Many large companies are seemingly paralyzed by trade secrets. It is surprising given their resources and sophistication in other areas of IP law.
Large companies usually have large patent and trademark portfolios, teams of legal professionals, and significant IP budgets. They are comfortable with patents and trademarks because processes and systems are well established, supported by law firms and internal counsel.
Trade secrets, however, often remain unmanaged. Large companies find starting the process of identifying trade secrets to be intimidating and are afraid to start. Some cite lack of staffing or budget as barriers although they have plenty for patents and trademarks. This is actually an allocation challenge, not a resource challenge.
Another problem is the reactive mindset. Many large companies wait until there is a trade secret theft to take action. Courts under trade secret law are requiring proactive measures long before theft occurs.

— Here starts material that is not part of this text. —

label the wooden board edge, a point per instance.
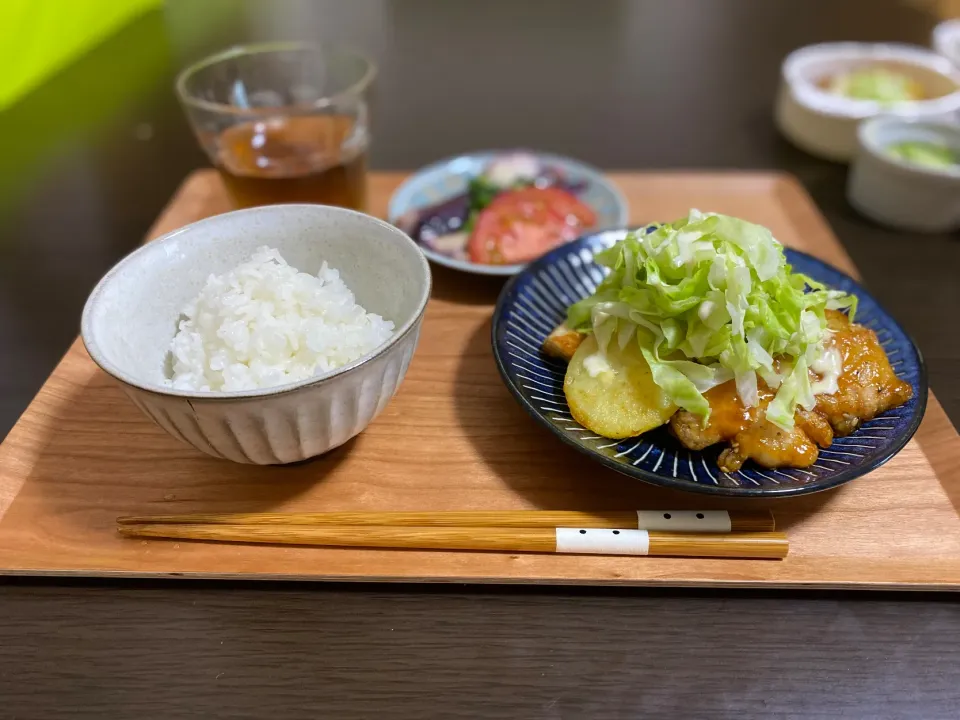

Without evidence of reasonable steps, even the strongest claims fail.
Companies that treat trade secret protection as an intellectual venture on par with patent filing or trademark registration are better positioned for compliance and risk mitigation. Tangibly makes that shift possible by offering enterprise tools that scale across departments and geographies.
Why do large companies struggle with trade secret management?
Because trade secrets lack formal registration systems, many enterprises delay creating structured processes. The ambiguity makes teams hesitant to start.
Why do corporations invest heavily in patents but neglect trade secrets?
Patents and trademarks have clear processes, established law firm support, and longstanding internal workflows. Trade secrets are less systematised and feel abstract.
What stops big companies from identifying their trade secrets?
Teams often feel overwhelmed by the scale of information and worry about doing it “wrong.” This leads to paralysis, even though the task is manageable with proper tools.
Why is a reactive approach risky for trade secrets?
Courts require proof of proactive reasonable measures. Waiting until theft occurs usually results in weak cases and failed IP claims.
How can large companies begin managing trade secrets effectively?
By treating trade secrets like any other IP asset: identifying them, documenting them, training staff, and maintaining a register.
How does Tangibly help enterprises overcome trade secret paralysis?
Tangibly provides tools for identifying, documenting, communicating, and managing trade secrets at scale across teams, departments, and countries.
Is trade secret protection harder for global organisations?
It can be, due to distributed teams and inconsistent processes. Enterprise software like Tangibly standardises systems across locations.